Even worse, these biases can deprive investors of a high rate return on their nest eggs.
Terrence Keeley, a former executive at BlackRock, blew the whistle on this scam in the Wall Street Journal by noting that since 2017, when the ESG fad took hold, these funds have had an annual rate of return of 6.3% — versus 8.9% for the stock market as a whole. On average, investors lost 2.6% annually on their retirement funds. That’s the down payment on the retirement home in Arizona and Florida.
The most disturbing thing about the ESG rules of the Biden administration is that they allow and encourage portfolio managers at BlackRock to breach their fiduciary duties to their clients. They also allow ESG factors to override sound investment decisions. Federal regulators should be protecting retirement funds’ soundness, not shrinking them.
Columbia University researchers and the London School of Economics discovered that ESG funds may not be reaching their goals.
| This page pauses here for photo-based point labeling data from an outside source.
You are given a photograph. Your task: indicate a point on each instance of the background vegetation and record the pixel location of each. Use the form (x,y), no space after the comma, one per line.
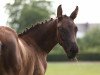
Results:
(24,13)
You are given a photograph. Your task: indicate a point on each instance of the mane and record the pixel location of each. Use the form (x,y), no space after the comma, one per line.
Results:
(34,27)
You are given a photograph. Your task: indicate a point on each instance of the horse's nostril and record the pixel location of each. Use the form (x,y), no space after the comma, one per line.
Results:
(74,49)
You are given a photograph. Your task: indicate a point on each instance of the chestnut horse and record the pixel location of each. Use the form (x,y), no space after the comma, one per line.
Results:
(26,53)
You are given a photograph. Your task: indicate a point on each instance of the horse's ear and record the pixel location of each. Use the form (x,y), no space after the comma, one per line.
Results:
(59,12)
(74,13)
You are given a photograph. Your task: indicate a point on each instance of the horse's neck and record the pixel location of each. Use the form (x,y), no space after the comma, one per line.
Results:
(44,36)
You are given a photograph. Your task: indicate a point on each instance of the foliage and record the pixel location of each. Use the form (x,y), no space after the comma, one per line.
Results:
(57,50)
(24,13)
(90,42)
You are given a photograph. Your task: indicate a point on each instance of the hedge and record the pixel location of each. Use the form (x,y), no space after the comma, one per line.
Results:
(81,57)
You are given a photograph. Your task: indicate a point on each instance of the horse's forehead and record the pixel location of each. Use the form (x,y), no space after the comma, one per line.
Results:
(66,22)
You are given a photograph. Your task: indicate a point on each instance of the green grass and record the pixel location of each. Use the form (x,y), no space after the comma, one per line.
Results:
(81,68)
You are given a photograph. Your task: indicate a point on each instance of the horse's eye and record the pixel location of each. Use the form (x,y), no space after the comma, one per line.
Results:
(60,28)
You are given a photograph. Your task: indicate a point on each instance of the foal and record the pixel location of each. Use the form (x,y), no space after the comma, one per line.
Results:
(26,53)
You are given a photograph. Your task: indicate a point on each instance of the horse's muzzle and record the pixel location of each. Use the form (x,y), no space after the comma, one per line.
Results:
(72,53)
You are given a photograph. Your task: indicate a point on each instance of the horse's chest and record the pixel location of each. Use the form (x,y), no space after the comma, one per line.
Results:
(40,66)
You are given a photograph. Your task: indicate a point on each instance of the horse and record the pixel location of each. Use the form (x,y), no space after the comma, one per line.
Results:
(26,53)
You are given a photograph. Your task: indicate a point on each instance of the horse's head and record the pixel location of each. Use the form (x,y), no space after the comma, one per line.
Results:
(66,32)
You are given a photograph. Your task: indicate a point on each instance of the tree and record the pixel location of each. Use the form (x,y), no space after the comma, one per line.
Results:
(24,13)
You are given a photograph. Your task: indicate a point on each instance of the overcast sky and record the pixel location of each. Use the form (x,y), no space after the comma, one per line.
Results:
(89,10)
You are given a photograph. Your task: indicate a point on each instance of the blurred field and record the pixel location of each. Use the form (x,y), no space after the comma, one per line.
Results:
(80,68)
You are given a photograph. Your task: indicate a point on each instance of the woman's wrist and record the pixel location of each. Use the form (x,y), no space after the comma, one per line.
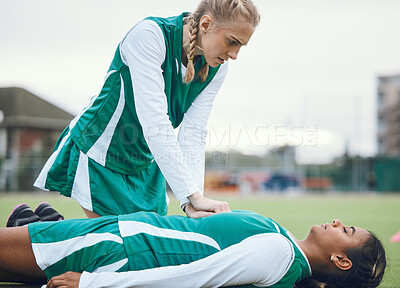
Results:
(194,197)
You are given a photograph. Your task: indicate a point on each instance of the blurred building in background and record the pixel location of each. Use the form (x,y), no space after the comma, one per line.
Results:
(388,138)
(29,129)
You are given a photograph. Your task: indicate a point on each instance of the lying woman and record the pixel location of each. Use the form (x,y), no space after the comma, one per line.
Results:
(145,249)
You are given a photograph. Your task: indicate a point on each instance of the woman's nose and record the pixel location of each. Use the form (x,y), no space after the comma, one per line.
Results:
(233,53)
(336,223)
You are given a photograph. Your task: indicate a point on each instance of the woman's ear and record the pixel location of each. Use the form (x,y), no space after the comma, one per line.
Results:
(205,23)
(341,261)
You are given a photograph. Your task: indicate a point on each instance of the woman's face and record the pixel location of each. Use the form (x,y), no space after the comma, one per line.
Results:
(222,42)
(336,237)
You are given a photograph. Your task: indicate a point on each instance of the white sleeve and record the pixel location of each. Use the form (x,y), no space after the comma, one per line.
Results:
(143,51)
(193,129)
(261,260)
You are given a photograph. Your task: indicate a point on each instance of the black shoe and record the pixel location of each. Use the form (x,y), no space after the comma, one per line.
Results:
(22,215)
(47,213)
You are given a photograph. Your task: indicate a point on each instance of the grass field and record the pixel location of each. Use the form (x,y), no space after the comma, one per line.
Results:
(378,213)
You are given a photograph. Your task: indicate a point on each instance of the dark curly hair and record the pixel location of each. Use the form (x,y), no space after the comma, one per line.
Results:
(369,263)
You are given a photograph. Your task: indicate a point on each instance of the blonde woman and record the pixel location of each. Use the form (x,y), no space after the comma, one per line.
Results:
(115,156)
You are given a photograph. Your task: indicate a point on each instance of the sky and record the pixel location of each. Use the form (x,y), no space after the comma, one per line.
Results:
(308,76)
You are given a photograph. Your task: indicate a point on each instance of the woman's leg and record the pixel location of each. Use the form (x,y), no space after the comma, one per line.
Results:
(16,256)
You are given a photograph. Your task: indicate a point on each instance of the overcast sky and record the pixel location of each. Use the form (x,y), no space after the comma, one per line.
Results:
(308,76)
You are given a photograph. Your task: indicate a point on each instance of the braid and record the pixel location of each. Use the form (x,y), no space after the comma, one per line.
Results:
(224,12)
(190,54)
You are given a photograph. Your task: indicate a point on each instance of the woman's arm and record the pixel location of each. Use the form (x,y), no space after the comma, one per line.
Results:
(261,260)
(193,129)
(143,50)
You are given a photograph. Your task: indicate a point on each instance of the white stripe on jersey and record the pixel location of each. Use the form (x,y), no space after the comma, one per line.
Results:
(130,228)
(98,151)
(112,267)
(47,254)
(81,188)
(42,178)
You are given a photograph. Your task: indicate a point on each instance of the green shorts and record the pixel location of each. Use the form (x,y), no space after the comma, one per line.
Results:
(99,189)
(92,245)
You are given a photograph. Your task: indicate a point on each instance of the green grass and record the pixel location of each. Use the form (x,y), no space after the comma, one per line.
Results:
(380,214)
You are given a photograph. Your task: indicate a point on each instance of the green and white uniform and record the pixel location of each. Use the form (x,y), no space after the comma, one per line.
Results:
(225,249)
(105,157)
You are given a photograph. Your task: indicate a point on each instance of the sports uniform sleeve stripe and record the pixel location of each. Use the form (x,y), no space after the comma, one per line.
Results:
(144,50)
(261,260)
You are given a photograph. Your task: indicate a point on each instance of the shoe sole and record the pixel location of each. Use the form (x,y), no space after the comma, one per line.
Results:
(54,216)
(20,222)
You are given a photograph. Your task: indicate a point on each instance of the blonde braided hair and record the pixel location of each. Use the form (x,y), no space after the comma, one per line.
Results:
(223,11)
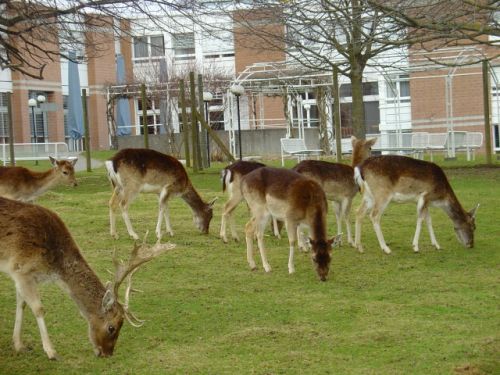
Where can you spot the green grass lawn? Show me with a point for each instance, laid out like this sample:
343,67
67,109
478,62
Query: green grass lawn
436,312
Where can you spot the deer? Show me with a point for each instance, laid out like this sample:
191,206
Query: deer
231,182
132,171
22,184
37,247
294,199
396,178
337,180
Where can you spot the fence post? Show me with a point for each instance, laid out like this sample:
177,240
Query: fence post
144,115
194,125
487,119
86,128
11,130
185,123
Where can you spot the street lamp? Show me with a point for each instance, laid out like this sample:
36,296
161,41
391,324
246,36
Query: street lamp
207,97
238,90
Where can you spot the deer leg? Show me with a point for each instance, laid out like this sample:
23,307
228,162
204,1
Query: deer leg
113,206
260,226
346,215
337,208
376,215
20,305
360,214
163,213
227,214
292,230
302,244
124,203
249,235
28,292
431,230
276,229
420,218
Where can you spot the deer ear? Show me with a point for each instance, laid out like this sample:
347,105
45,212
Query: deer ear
108,300
371,141
472,212
211,203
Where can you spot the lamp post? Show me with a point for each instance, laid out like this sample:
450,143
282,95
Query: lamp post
238,90
207,97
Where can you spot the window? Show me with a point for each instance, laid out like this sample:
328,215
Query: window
146,47
399,85
183,45
4,118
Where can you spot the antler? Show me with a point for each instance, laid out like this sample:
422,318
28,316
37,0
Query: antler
140,255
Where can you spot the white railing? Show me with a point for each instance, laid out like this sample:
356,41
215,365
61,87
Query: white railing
35,151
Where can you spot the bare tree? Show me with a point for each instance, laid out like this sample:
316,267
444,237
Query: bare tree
355,34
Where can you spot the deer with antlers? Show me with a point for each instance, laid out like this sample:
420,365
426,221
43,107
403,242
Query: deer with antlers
337,180
22,184
231,182
293,198
387,178
132,171
37,247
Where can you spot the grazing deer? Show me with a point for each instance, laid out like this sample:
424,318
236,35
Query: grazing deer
387,178
231,181
22,184
37,247
293,198
132,171
337,180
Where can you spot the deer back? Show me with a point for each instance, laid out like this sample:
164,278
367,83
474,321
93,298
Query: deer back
405,179
149,171
20,183
36,247
336,179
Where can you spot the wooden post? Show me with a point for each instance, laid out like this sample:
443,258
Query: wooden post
214,136
185,123
203,134
86,130
11,129
194,125
336,114
487,111
145,115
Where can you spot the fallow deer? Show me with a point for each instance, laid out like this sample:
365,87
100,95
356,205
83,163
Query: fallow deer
293,198
37,247
132,171
387,178
22,184
337,180
231,181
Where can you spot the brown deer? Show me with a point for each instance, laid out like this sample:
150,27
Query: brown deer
132,171
22,184
37,247
231,181
293,198
337,180
387,178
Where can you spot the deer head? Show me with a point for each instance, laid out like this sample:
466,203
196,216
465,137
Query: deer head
104,327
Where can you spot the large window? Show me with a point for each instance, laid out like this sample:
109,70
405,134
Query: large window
4,119
148,47
399,85
183,45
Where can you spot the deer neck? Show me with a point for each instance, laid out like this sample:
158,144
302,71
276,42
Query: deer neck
83,285
454,210
193,199
43,181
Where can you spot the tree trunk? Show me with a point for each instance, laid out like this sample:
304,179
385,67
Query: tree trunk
358,111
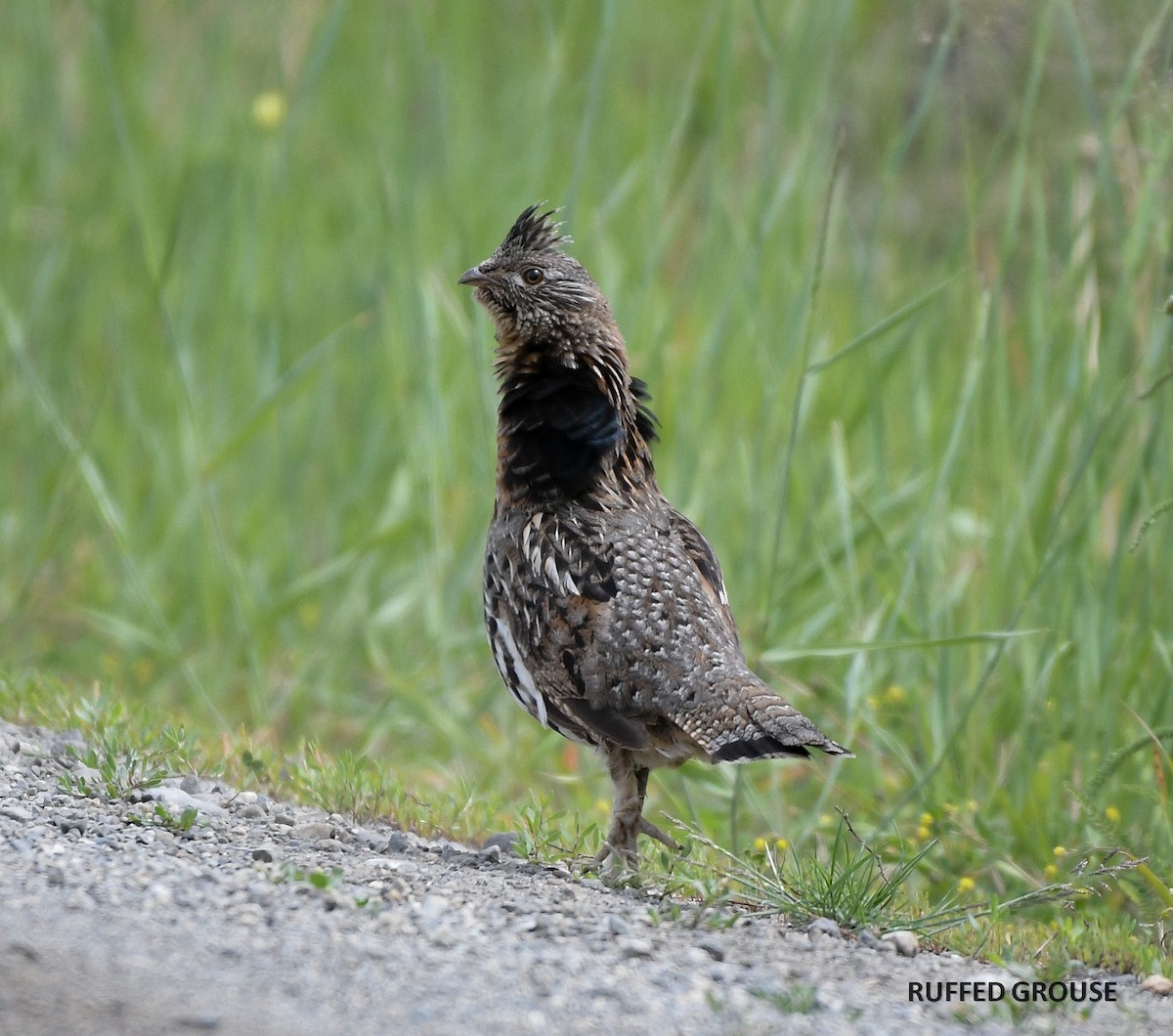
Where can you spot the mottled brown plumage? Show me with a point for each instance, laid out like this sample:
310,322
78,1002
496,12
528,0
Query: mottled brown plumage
605,608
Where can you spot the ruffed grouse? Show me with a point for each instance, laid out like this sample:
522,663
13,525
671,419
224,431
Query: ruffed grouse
605,607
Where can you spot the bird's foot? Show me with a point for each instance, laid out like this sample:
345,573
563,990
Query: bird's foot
620,848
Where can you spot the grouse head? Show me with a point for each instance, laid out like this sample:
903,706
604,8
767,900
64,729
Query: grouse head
534,291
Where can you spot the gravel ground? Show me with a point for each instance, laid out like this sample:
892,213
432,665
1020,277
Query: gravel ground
109,926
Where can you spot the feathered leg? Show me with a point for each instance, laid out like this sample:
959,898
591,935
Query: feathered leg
627,812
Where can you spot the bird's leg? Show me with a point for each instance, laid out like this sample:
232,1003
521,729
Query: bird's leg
627,812
645,825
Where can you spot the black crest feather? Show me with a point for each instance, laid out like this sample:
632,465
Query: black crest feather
535,232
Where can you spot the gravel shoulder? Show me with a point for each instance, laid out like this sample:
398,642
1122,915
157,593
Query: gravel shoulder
109,926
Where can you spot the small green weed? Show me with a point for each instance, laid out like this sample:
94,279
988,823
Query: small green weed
118,765
165,818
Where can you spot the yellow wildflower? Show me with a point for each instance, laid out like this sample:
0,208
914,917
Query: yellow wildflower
269,109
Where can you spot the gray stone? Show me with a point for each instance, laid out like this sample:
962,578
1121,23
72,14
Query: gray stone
904,941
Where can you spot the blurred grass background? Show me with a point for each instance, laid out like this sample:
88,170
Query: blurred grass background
247,415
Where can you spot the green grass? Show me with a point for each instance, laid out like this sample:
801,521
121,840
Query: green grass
896,280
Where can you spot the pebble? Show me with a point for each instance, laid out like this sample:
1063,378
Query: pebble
904,941
633,947
824,926
867,938
1158,984
505,841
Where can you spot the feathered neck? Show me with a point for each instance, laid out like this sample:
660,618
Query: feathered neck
572,423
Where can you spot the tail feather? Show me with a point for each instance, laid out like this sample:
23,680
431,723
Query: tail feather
758,724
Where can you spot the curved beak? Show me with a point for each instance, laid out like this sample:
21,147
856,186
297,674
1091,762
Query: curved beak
473,276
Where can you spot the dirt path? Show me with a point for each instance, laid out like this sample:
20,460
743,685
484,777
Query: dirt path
267,918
The study compared ESG records for American companies in 147 ESG funds portfolios to those of over 2,000 non ESG portfolios. The results showed that ESG companies had poorer labor and environmental compliance.
ESG is receiving backlash. Vanguard, one of the world’s largest money managers, announced late last year that it would be withdrawing from the Net Zero Asset Managers Initiative (a significant climate change alliance).
ESG investment strategies should not be legalized going forward If not Individual investors can check the box to have their money invested into such politically motivated investments.
By the way, victims of the law policies are often unionized workers — America’s truckers, factory workers and teachers — whose lifetime savings are put at risk.
Bravo Vanguard for pulling off the ESG scam. You might be curious to know why State Street or BlackRock haven’t made the same move if you have already invested with them.
Stephen Moore is an economist at FreedomWorks and a senior fellow with the Heritage Foundation. His most recent book, is “Govzilla: How the Relentless Growth of Government is Devouring our Economy.”